Bill Shankly, one of the great football managers, once said that some people regarded football as a matter of life or death. He expressed his deep disappointment with their attitude, adding: “I can assure you football is much, much more important than that.”
If, like me, you were a kid growing up in our town of Casterley in the nineteen-eighties, you cared a lot about sport. If you didn’t there were very few places you could put yourself on a weekend without risk of being battered by a ball, whether hard or soft. You learned quickly if you were good at sports, without having to resort to self-criticism: others told you readily enough. If you were good you played, if you were bad you watched.
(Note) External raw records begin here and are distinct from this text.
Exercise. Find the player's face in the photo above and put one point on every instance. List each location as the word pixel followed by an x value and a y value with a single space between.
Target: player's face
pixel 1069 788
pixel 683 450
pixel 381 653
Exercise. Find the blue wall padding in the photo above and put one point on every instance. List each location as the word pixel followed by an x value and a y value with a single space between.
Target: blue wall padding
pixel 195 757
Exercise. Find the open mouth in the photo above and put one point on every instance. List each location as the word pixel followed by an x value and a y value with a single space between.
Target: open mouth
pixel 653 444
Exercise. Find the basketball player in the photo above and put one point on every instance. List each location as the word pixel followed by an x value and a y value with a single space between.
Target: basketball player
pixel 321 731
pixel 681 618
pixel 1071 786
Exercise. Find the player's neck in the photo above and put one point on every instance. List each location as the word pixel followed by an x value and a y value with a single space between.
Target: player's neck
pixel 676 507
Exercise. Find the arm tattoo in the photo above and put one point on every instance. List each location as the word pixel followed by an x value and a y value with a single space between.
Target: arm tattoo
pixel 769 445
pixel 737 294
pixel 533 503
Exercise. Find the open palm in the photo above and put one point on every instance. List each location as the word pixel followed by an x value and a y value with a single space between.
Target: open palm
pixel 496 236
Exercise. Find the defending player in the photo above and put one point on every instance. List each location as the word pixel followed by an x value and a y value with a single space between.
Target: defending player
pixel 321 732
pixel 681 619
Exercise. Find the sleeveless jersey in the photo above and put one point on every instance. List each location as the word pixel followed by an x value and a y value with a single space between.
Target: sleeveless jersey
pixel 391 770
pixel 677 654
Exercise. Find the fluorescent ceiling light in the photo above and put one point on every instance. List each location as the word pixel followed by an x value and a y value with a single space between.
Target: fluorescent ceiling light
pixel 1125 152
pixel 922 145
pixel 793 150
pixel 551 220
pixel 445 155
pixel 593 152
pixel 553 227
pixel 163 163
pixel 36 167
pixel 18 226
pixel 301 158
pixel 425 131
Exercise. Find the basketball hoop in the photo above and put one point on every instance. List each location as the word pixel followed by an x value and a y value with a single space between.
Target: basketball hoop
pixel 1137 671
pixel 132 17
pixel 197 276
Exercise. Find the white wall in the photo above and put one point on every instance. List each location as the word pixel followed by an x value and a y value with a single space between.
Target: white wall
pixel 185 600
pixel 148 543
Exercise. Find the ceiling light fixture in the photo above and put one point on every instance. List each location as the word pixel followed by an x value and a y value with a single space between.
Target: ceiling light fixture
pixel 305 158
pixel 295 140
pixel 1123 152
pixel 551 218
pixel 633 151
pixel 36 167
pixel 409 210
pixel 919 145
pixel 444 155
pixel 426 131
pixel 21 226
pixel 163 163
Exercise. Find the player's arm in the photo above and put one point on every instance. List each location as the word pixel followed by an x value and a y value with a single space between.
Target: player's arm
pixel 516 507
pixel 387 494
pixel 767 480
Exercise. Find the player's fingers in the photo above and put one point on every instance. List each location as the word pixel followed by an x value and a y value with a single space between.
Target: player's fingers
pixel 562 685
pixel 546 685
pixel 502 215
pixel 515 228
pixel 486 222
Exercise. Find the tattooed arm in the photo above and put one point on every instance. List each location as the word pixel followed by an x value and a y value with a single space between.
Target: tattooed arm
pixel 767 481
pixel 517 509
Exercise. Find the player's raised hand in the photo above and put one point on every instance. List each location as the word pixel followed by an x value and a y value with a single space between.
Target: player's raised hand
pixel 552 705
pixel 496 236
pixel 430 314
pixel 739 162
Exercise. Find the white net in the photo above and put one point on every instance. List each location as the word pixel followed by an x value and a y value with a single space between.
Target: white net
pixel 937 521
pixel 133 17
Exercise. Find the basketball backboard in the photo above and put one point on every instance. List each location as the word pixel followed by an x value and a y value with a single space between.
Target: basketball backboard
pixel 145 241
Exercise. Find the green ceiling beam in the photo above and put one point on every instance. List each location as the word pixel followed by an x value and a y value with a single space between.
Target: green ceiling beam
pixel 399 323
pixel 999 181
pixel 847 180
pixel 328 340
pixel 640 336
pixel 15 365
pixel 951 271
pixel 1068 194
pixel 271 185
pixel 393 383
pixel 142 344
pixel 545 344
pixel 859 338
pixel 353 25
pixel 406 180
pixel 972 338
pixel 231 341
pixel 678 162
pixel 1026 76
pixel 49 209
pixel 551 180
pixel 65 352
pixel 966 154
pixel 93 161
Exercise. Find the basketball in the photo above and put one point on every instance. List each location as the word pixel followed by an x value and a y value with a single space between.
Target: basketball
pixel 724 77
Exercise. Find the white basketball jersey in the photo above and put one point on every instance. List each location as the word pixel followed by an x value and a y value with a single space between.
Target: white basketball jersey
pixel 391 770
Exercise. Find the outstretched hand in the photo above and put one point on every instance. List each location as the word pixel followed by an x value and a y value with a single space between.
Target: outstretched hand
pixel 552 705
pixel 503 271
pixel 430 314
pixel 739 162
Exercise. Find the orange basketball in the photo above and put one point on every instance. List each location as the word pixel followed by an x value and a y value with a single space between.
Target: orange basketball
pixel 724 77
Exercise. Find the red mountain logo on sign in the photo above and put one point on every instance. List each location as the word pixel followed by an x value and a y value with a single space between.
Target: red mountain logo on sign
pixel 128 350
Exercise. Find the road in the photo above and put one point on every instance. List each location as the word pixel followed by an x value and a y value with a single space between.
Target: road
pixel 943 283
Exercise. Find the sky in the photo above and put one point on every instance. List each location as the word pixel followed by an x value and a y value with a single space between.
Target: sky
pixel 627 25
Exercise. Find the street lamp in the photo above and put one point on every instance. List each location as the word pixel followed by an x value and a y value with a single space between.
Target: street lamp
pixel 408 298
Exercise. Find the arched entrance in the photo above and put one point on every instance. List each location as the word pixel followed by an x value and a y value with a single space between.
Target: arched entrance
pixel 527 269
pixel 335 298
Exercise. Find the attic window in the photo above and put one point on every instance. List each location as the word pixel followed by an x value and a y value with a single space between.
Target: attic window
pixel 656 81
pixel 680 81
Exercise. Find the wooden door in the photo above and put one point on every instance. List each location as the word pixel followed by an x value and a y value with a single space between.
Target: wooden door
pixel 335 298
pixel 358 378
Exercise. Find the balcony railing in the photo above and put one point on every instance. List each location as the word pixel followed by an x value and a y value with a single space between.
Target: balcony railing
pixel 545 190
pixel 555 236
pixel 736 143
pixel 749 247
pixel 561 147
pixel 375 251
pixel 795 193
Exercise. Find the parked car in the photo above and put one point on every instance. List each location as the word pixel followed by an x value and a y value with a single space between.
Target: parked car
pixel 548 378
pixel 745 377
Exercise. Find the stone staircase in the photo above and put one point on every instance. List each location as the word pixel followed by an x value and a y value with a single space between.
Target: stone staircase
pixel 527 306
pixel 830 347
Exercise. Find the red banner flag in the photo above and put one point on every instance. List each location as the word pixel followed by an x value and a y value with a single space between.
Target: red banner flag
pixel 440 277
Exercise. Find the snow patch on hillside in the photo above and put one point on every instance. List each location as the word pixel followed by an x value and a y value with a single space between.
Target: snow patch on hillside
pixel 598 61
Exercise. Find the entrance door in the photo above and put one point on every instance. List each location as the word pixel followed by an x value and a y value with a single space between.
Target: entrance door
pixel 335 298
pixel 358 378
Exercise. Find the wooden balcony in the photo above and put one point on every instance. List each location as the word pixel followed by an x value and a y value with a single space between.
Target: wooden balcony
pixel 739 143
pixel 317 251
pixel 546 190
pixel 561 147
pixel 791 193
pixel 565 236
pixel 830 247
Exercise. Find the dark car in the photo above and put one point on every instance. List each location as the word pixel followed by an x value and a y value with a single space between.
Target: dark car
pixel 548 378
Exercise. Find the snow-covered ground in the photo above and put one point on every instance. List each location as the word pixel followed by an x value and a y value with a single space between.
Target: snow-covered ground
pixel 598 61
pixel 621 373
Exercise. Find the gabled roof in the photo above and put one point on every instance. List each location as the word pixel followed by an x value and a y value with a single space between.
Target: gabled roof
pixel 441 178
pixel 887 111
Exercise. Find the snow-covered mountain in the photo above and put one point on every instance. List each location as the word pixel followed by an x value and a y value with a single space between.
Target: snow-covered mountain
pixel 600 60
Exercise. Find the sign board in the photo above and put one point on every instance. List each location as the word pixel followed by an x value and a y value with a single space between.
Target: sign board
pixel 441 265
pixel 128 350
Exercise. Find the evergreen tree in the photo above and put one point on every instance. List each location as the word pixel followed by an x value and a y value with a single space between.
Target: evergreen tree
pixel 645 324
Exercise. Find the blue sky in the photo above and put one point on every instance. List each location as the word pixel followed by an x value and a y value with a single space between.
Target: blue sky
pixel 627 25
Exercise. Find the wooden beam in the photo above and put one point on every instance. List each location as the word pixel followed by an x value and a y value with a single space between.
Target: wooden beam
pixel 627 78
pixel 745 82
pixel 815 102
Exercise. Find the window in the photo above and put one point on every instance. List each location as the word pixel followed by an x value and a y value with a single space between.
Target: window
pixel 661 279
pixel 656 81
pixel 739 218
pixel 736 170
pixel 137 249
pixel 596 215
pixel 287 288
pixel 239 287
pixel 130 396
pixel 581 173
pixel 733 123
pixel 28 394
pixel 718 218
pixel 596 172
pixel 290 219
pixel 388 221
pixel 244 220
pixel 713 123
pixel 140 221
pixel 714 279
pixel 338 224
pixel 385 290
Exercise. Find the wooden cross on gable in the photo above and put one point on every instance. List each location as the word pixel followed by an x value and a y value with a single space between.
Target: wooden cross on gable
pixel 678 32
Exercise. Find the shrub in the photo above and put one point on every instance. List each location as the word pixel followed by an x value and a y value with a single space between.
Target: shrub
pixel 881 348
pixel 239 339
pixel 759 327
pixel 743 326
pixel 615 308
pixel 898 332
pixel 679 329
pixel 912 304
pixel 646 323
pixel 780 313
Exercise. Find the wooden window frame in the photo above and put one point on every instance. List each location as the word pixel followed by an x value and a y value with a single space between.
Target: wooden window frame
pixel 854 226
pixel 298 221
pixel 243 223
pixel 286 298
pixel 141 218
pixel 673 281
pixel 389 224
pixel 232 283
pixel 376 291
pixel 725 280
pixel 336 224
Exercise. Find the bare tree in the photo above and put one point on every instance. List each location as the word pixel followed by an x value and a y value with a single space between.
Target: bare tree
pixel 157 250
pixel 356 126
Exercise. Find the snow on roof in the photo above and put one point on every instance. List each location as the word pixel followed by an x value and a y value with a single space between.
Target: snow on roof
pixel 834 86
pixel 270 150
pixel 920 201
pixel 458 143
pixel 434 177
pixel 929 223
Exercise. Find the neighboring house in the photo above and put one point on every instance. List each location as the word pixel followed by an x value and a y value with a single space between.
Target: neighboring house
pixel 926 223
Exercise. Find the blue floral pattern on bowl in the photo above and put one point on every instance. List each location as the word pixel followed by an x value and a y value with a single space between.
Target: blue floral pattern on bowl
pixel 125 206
Cricket? That was the nobs’ game, played on an immaculately manicured pitch behind their big semi-detached houses on the hill, and Casterley being a northern town, played mostly in the rain. To join the cricket club, all you had to do was knock on the pavilion door (it was a shed, really, though adorned with some beautifully painted signs) and show interest. Then they’d look at you to see if you were wearing whites, ask where you lived, and put you to work cleaning kit.
Football was a lot more democratic. Jack Masters, who was the physical education teacher at our school, also coached Casterley Town Juniors, and he didn’t mind what you wore or where you lived as long as you could play. There may not have been any match fixtures in summer, but that didn’t stop Jack. He held his ‘training’ sessions or Five-a-Side games at the Club ground from May to August, when anyone who was interested came along.
Sun or rain, on ground that was iron hard or quagmire soft, I unfailingly turned up for those Saturday afternoons with however much kit I could afford, and Jack would be there. Tall, broad shouldered, his black curly hair an unkempt mop, always with a football under his right arm and a crutch under his left elbow, he never smiled. He got angry, he got tired, he shouted and he cursed, but anyone who loved their football loved Jack. So, an hour after parting from Sue, that was where Jonna and I could be found. We joined a score of other lads on the Town’s pitch, all eager to benefit from Jack’s pearls of wisdom.
I confess even in those days I got a little buzz from the experience of walking out between the football ground’s spectator stands. They were rickety and they were bare of paint, but they were our club’s stands, and just being there was enough to make my chest swell with pride. Sue’s elder brother Dave and her classroom distraction Jess Abbott had already arrived, along with several others of our friends, John Hargreave excepted. Jonna commented: “No stickability, that lad.” referring to Greavesies’ decIared interest at a few sessions earlier in the year.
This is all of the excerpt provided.